A cloud-based network environment may provide cloud computing and/or cloud storage that carries out any combination of computing and/or data storage functions described herein (or one or more portions thereof). Any of these various functions may be distributed over multiple locations from central or core servers (e.g., of one or more data centers that may be distributed across a state, a region, a country, the globe, etc.). If a connection to a user (e.g., a client device) is relatively close to an edge server(s), a core server(s) may designate at least a portion of the functionality to the edge server(s). A cloud-based network environment may be private (e.g., limited to a single organization), may be public (e.g., available to many organizations), and/or a combination thereof (e.g., a hybrid cloud environment).

The client device(s) may include at least some of the components, features, and functionality of the example computing device(s) 500 described herein with respect to FIG. 5. By way of example and not limitation, a client device may be embodied as a Personal Computer (PC), a laptop computer, a mobile device, a smartphone, a tablet computer, a smart watch, a wearable computer, a Personal Digital Assistant (PDA), an MP3 player, a virtual reality headset, a Global Positioning System (GPS) or device, a video player, a video camera, a surveillance device or system, a vehicle, a boat, a flying vessel, a virtual machine, a drone, a robot, a handheld communications device, a hospital device, a gaming device or system, an entertainment system, a vehicle computer system, an embedded system controller, a remote control, an appliance, a consumer electronic device, a workstation, an edge device, any combination of these delineated devices, or any other suitable device.

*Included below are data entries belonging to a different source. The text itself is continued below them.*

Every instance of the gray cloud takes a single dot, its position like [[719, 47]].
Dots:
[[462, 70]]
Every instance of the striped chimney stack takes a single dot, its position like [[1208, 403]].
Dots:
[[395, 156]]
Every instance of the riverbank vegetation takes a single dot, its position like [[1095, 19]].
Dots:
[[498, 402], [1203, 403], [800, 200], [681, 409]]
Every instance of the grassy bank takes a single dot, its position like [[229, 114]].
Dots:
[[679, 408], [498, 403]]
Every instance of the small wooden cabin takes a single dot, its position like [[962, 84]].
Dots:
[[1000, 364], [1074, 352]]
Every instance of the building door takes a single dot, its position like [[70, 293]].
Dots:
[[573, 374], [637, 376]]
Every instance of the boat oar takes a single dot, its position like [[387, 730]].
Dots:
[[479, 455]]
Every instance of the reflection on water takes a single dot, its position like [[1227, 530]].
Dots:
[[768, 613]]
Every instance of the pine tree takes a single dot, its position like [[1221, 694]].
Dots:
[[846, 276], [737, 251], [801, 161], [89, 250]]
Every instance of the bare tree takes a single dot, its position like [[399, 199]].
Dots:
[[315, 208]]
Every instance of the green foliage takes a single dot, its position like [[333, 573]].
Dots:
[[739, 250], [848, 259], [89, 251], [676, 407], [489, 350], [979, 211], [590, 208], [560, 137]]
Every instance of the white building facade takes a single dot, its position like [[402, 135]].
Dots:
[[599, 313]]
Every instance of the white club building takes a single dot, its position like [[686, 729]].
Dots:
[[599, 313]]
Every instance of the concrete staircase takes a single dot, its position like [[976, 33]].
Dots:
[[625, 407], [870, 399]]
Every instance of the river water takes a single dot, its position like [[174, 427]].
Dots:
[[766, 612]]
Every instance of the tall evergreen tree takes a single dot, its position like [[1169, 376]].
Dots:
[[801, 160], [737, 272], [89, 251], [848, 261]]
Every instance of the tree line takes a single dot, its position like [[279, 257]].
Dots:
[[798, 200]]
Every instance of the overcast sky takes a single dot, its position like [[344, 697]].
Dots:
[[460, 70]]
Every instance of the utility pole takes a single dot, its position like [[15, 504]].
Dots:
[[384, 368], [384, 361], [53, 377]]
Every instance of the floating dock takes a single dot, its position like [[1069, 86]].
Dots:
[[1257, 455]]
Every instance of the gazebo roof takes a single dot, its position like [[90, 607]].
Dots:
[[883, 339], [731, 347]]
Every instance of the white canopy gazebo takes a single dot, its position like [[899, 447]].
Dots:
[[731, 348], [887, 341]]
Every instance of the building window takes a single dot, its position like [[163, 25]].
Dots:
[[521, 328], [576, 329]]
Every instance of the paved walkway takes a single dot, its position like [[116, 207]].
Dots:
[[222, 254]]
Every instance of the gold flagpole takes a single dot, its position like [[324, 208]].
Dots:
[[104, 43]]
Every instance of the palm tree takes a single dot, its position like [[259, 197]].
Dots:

The disclosure may be described in the general context of computer code or machine-useable instructions, including computer-executable instructions such as program modules, being executed by a computer or other machine, such as a personal data assistant or other handheld device. Generally, program modules including routines, programs, objects, components, data structures, etc., refer to code that perform particular tasks or implement particular abstract data types. The disclosure may be practiced in a variety of system configurations, including hand-held devices, consumer electronics, general-purpose computers, more specialty computing devices, etc. The disclosure may also be practiced in distributed computing environments where tasks are performed by remote-processing devices that are linked through a communications network.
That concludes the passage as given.